İstanbul’un göbeğinde ‘ucuz atlatılan’ kaza
Bu kazalar arasında özellikle 13 Şubat 2004 tarihinde Ambarlı’daki Fuel-Oil Santralı’nda meydana gelen kaza öne çıkıyor. Santralin 4. Ünitesinde, tekrar kızdırılmış buharı orta basınç türbinine taşıyan boruların patlamasıyla meydana gelen kaza sonucunda türbin dairesi tamamen buharla kaplanmış. EÜAŞ’ın kaza raporuna, “Olayın meydana geldiği anda basınç ve sıcaklık değerlerinin çok düşük olması (125 °C, 14 bar. Normal işletme basıncı 36 bar, 540 °C) ve teçhizat yakınında herhangi bir kimsenin bulunmayışı olası can ve mal kaybını önlemiştir. Türbin dairesini tamamen buhar kaplamış ve böyle bir kaza çok ucuz atlatılmıştır” şeklinde aktarılan kaza, Türkiye’nin en büyük çevrim santrallarından birinde, İstanbul’un Avcılar ilçesinde meydana gelmiş. Kazanın tamiri süresince 276 milyon kilovatsaati bulan elektrik üretilememiş. Santralin kaza raporunda boruların patlamasının nedeni, “Malzemenin ömrünü tamamlaması” şeklinde kaydedilmiş. Bu da nükleer santral ortaklığına soyunan EÜAŞ’ın santrallarında kontrollerin yeterli bir şekilde yapılıp yapılmadığı sorusunu da akıllara getiriyor. Ambarlı santralında sık sık trafo yangınları meydana geldiği de raporlara yansımış.

Üç yıllık üretim kaybı
1120 MW gücüyle Sinop’ta kurulmak istenen nükleer reaktörlerden biri kadar güce sahip Hamitabat doğalgaz santralına ait kaza raporu ise bu kaza sonucu şirketin ve devletin uğradığı üretim kaybını ortaya koyuyor. Tarihi belirtilmeyen kaza C1 gaz türbininde, ısı plakalarında malzeme yorulması nedeniyle meydana geliyor. Raporda, “ısı plakalarından biri metal yorgunluğu sebebiyle yerinden çıkarak kanatlardan birine çarparak türbinin tümüyle hasarlanmasına neden olmuştur” deniyor. Kaza nedeniyle ilgili ünitede üç yıl boyunca üretim yapılamıyor.

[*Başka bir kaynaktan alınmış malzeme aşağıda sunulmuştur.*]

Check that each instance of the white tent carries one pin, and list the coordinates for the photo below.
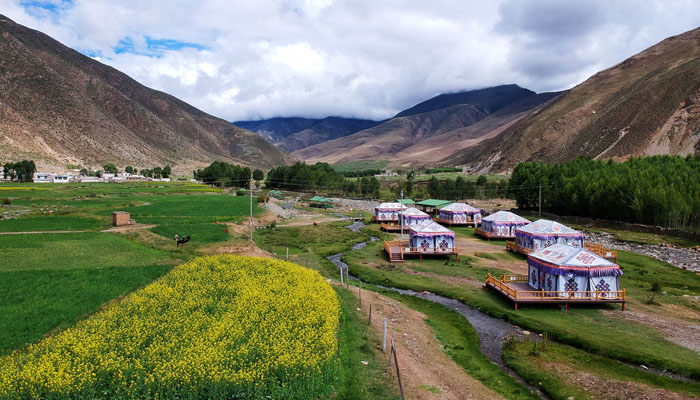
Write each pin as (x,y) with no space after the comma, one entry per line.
(431,237)
(502,224)
(388,212)
(413,216)
(544,233)
(460,213)
(562,268)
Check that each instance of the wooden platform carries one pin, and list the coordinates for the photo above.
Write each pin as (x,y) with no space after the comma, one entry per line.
(450,223)
(391,227)
(592,247)
(398,249)
(489,235)
(515,288)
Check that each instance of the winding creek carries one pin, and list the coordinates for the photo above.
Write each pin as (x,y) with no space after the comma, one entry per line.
(492,331)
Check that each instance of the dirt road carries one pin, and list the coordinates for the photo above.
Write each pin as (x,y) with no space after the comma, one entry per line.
(426,371)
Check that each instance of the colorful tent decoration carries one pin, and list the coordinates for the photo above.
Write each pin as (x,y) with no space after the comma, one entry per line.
(431,237)
(562,268)
(413,216)
(460,214)
(502,224)
(544,233)
(431,205)
(388,212)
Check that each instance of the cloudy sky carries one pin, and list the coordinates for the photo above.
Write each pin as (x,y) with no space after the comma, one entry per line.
(355,58)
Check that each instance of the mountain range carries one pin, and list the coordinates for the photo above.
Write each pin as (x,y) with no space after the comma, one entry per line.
(296,133)
(59,107)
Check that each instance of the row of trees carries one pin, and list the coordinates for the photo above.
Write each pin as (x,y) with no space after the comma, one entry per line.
(320,177)
(460,188)
(659,190)
(22,171)
(224,174)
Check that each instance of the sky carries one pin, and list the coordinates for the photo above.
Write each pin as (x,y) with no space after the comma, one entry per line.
(369,59)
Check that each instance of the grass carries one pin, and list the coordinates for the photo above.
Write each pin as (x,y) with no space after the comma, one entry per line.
(39,301)
(594,331)
(361,165)
(74,250)
(540,366)
(358,381)
(53,223)
(201,233)
(461,343)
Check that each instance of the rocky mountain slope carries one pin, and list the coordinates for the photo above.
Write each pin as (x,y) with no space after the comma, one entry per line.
(430,131)
(58,107)
(648,104)
(296,133)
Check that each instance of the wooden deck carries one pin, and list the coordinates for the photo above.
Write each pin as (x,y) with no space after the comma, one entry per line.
(515,288)
(450,223)
(489,235)
(398,249)
(594,248)
(391,227)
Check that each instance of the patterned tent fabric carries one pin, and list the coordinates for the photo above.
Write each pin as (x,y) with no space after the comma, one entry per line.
(505,217)
(414,212)
(562,259)
(460,208)
(388,207)
(430,228)
(545,227)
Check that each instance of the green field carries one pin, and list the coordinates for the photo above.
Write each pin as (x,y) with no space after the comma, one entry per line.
(54,279)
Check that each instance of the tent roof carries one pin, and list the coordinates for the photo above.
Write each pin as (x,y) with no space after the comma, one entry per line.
(570,256)
(433,203)
(414,212)
(430,227)
(547,227)
(390,206)
(505,216)
(460,208)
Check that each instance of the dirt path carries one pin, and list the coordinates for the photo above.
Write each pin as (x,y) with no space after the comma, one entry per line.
(426,371)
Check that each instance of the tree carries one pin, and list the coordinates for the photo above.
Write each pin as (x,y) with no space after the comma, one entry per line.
(110,168)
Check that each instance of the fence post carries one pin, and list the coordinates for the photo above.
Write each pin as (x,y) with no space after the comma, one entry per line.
(384,339)
(398,374)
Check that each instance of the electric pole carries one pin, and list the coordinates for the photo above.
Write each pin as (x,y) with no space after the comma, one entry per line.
(401,208)
(250,194)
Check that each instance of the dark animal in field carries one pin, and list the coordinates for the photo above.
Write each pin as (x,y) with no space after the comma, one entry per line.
(181,242)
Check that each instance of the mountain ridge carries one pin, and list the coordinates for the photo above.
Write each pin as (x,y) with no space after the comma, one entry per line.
(58,106)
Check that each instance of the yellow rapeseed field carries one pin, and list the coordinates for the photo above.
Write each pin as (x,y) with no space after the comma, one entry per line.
(215,327)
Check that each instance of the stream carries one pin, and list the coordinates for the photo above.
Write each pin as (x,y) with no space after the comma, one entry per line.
(492,331)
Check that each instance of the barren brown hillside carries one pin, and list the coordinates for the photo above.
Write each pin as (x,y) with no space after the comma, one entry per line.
(426,138)
(648,104)
(58,106)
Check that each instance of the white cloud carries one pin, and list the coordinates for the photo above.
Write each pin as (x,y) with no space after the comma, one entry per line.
(362,58)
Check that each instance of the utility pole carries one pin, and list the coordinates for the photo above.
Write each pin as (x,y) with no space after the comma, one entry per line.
(250,194)
(401,208)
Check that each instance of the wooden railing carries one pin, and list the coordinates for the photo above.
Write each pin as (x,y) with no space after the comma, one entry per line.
(601,251)
(510,245)
(569,295)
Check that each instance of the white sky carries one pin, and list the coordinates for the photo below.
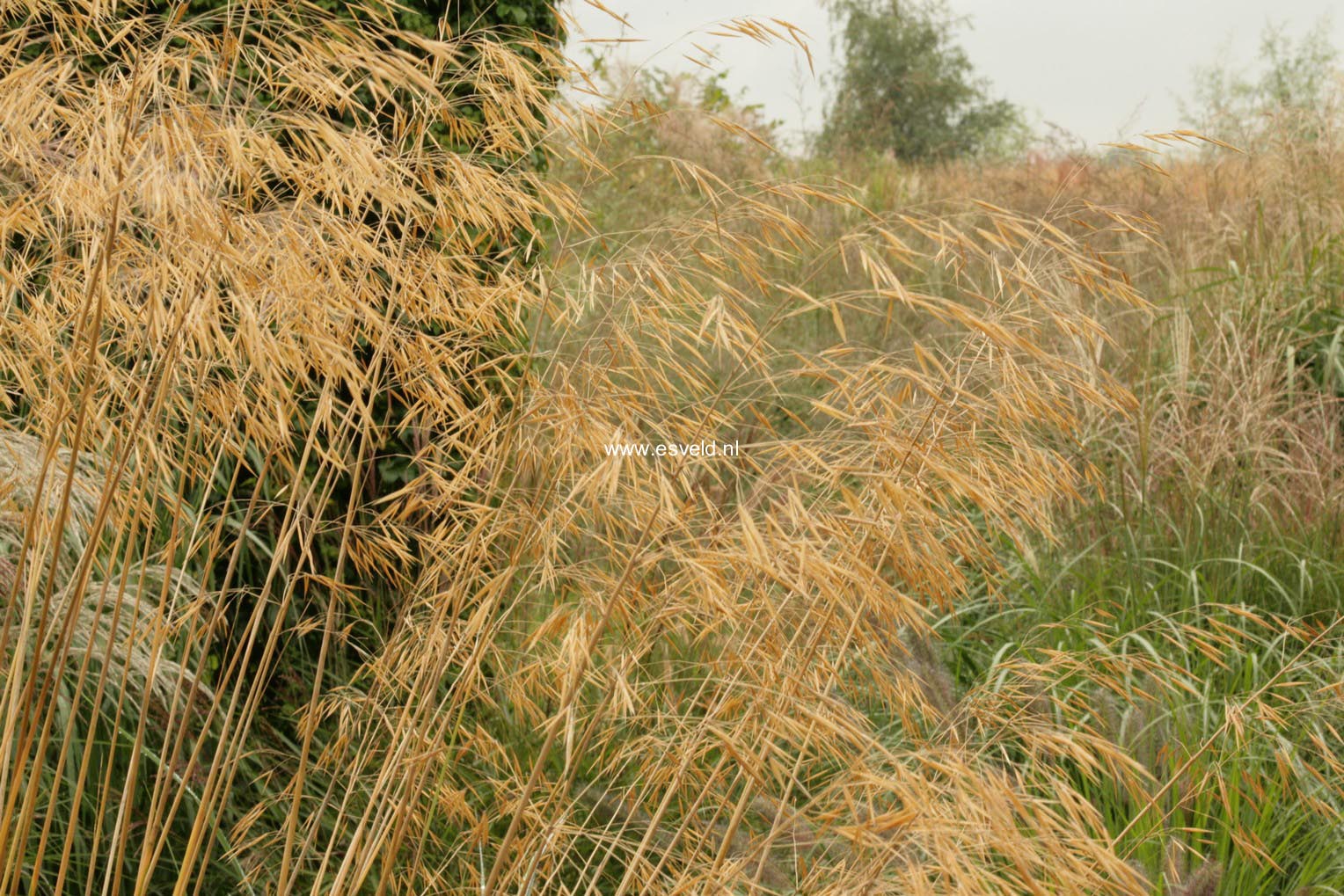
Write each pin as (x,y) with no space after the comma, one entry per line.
(1099,69)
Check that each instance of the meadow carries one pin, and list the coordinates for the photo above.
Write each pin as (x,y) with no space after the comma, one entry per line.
(1026,578)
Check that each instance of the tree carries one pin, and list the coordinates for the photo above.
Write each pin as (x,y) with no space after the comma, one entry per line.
(1290,98)
(905,88)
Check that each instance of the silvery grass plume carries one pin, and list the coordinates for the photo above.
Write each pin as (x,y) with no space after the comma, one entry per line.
(113,621)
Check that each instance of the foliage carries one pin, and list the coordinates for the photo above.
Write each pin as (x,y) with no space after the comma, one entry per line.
(905,86)
(1293,97)
(895,645)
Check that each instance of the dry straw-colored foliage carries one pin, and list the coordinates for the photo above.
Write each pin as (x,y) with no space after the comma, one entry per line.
(605,674)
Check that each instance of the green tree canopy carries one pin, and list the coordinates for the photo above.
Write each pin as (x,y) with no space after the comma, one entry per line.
(908,89)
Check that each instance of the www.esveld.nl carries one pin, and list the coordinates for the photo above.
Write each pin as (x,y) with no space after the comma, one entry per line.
(671,449)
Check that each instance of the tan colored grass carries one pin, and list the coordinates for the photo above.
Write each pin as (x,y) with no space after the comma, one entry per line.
(605,674)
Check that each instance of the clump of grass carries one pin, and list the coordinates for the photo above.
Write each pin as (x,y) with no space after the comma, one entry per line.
(603,674)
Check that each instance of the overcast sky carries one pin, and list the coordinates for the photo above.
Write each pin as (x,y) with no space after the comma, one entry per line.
(1099,69)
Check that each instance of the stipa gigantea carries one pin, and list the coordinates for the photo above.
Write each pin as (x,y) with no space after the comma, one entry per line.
(603,674)
(218,269)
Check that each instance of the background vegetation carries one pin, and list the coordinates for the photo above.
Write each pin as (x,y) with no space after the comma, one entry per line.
(1027,578)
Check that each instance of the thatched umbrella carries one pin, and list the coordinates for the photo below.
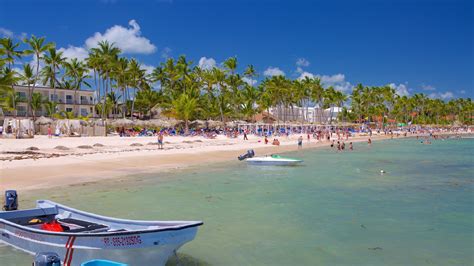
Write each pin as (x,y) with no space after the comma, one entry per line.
(43,121)
(123,122)
(214,124)
(198,123)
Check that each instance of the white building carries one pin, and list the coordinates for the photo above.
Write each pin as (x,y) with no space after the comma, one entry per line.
(306,115)
(80,102)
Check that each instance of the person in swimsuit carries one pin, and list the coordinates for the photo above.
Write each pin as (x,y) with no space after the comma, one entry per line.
(160,141)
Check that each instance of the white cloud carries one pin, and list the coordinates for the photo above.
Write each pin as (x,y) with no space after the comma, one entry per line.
(273,71)
(337,81)
(249,81)
(148,68)
(10,34)
(74,52)
(207,63)
(305,74)
(336,78)
(166,53)
(6,32)
(129,40)
(400,89)
(428,87)
(302,62)
(441,95)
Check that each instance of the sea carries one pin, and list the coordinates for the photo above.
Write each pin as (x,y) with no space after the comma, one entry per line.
(395,202)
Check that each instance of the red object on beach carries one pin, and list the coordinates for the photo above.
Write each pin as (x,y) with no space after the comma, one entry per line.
(52,226)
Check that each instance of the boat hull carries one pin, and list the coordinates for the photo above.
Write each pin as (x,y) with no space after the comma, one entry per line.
(151,248)
(280,162)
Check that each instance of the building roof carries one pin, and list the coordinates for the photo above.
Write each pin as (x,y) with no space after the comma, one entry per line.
(49,88)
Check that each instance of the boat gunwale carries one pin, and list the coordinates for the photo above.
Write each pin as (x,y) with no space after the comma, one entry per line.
(99,234)
(186,224)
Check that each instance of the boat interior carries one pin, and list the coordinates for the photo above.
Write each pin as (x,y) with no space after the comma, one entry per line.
(39,217)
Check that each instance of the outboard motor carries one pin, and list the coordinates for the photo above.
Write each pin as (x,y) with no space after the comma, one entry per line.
(47,259)
(11,201)
(249,154)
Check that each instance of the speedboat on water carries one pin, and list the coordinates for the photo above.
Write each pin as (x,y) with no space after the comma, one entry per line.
(273,160)
(78,236)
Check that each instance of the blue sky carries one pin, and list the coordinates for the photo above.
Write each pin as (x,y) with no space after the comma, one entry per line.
(415,45)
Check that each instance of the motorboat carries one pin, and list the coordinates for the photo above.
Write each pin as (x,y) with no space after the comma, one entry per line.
(273,160)
(77,236)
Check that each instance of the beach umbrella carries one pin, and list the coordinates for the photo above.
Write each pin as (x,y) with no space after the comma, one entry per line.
(44,121)
(214,124)
(123,122)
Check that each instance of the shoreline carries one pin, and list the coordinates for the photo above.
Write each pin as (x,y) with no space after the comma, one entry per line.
(79,168)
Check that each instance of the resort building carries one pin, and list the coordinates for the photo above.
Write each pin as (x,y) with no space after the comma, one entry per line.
(308,115)
(81,103)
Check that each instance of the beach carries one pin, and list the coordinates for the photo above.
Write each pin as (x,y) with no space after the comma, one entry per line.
(48,167)
(334,209)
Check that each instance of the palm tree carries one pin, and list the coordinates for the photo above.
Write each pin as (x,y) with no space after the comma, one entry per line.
(114,99)
(147,99)
(138,80)
(122,76)
(36,103)
(50,107)
(53,60)
(184,108)
(231,64)
(78,73)
(37,48)
(108,56)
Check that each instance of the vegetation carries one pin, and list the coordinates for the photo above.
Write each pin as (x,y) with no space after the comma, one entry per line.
(178,88)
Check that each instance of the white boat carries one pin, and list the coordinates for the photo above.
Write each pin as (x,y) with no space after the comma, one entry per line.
(85,236)
(273,160)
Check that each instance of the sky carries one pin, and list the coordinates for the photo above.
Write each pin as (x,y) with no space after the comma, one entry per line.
(415,46)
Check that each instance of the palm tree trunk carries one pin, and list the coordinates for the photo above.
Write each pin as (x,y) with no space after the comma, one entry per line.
(133,104)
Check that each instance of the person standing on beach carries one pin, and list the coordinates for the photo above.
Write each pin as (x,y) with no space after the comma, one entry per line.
(160,141)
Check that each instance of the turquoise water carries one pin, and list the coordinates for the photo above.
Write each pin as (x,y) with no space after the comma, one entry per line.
(337,209)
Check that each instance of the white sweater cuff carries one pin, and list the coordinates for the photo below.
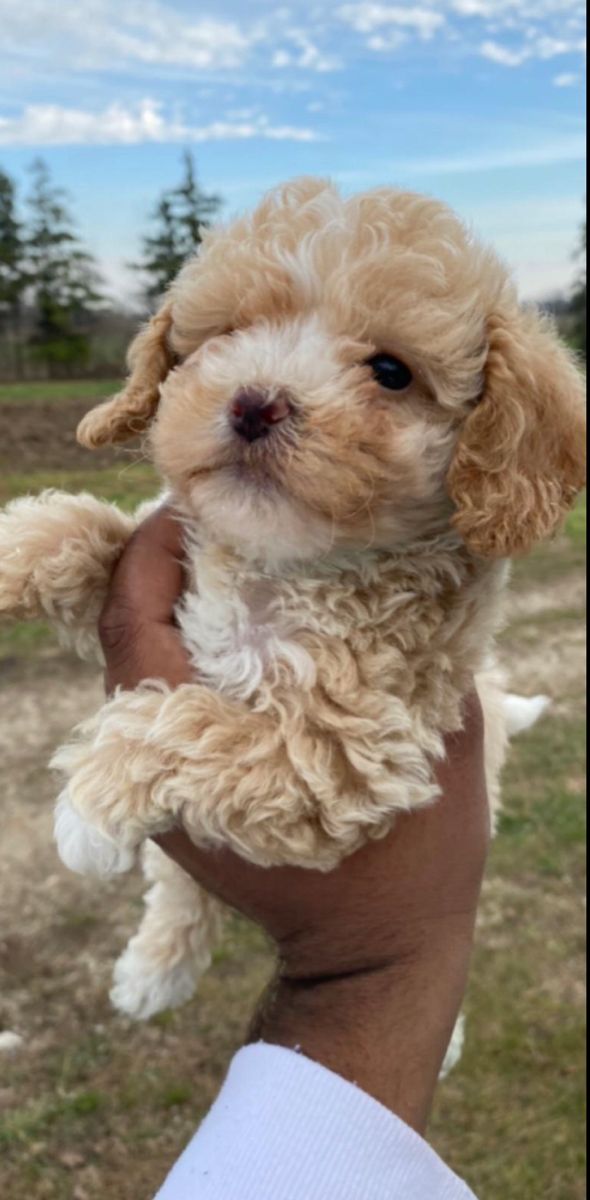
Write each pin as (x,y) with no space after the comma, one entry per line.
(284,1128)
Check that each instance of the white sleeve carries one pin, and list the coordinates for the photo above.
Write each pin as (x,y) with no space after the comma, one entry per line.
(284,1128)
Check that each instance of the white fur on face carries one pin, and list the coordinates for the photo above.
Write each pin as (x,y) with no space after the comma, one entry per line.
(354,466)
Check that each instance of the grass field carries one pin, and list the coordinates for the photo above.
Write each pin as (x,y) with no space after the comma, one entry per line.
(94,1107)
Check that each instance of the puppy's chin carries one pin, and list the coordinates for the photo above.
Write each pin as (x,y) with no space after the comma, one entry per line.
(260,523)
(269,526)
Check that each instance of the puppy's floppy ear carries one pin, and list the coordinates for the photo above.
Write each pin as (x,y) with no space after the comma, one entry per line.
(130,412)
(521,459)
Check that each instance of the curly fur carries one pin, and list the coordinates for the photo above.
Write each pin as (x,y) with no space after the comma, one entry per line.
(344,574)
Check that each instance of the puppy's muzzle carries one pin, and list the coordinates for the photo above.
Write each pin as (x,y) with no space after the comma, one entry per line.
(254,413)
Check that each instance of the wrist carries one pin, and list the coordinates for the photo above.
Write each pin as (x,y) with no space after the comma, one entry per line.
(384,1027)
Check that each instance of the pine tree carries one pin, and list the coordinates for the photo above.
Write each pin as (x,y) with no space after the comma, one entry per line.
(65,283)
(578,299)
(13,276)
(179,221)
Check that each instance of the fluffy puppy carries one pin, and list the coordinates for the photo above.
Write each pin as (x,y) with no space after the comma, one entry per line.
(357,426)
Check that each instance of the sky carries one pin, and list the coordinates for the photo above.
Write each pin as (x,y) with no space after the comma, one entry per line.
(480,102)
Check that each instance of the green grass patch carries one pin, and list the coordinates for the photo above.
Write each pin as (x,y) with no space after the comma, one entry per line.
(124,485)
(511,1117)
(25,639)
(553,559)
(576,523)
(40,1119)
(55,390)
(542,826)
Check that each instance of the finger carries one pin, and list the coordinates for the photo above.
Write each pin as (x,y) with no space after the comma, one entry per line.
(150,574)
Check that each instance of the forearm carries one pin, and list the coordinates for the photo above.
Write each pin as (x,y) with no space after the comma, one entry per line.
(385,1029)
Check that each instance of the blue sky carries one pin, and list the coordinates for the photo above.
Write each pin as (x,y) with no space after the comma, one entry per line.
(476,101)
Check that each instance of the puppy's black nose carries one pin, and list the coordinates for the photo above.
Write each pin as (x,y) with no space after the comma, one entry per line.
(253,412)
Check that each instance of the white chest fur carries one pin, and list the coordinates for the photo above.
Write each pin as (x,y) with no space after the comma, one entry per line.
(235,628)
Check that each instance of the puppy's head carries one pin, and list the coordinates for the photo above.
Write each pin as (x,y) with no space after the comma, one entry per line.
(353,372)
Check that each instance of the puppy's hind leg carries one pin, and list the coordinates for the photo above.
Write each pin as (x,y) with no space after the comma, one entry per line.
(163,963)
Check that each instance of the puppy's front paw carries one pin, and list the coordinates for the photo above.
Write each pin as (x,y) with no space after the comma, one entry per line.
(84,849)
(142,988)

Bir başka üretim kaybıyla sonuçlanan kaza ise kömürle çalışan Afşin Elbistan A Termik Santralı’nda, 2001 yılında meydana gelmiş. İkinci üniteye ait turbo jeneratöründe meydana gelen hidrojen kaçağının neden olduğu kaza 290 bin avroya tamir edilmiş ve o ünitenin bir yıl kapalı kalmasına neden olmuş. Çalışsa 823 milyon kilovatsaat üretecek ünitede ciddi bir üretim kaybı yaşanmış.


Seyitömer kaza rekortmeni
Yerli linyit kömürüyle çalışan Seyitömer Termik Santrali’nin elimize geçen kaza raporları ise santralın 2000’li yıllardan başlayarak sık sık kaza yaptığını gösteriyor. 23 Mayıs 2000 yılında üçüncü ünitedeki jeneratör arızası nedeniyle 5 ay çalışmayan birim, 18 Ekim 2002 tarihinde ise türbin yatak arızası nedeniyle üç ay daha devre dışı kalmış. Santralın bir numaralı ünitesinde 9 Ağustos 2003 tarihinde meydana gelen kaza ise yaklaşık iki yıl sonra, 20 Mayıs 2005 tarihinde onarılabilmiş. 2 milyon avro harcanan tamirat boyunca santral 2 milyar kilovatsaatlik üretim kaybı yaşamış. Bu ünite tamir edildikten beş ay sonra, kaza yapma sırası tekrar üçüncü üniteye geçmiş. 26 Ekim 2005 tarihinde tekrar devre dışı kalan ünite bir ay içinde tamir edilmiş.

Tasarım hatası
1432 MW’lık kurulu gücüyle yine Türkiye’nin en büyük santralları arasında yer alan Bursa Doğalgaz Çevrim Kombine Santralı’nın kaza raporlarında, kazaların nedenlerini belirtirken, tasarım ve imalat hatası gibi açıklamalar yazılması dikkat çekiyor. Bursa’da en büyük üretim kaybı 6 Kasım 2002 yılındaki gaz türbini arızasından sonra yaşanmış. Yedi ay boyunca ilgili bölümde üretim yapılamamış ve 1 milyar 761 milyon kilovatsaatlik üretim kaybı yaşanmış.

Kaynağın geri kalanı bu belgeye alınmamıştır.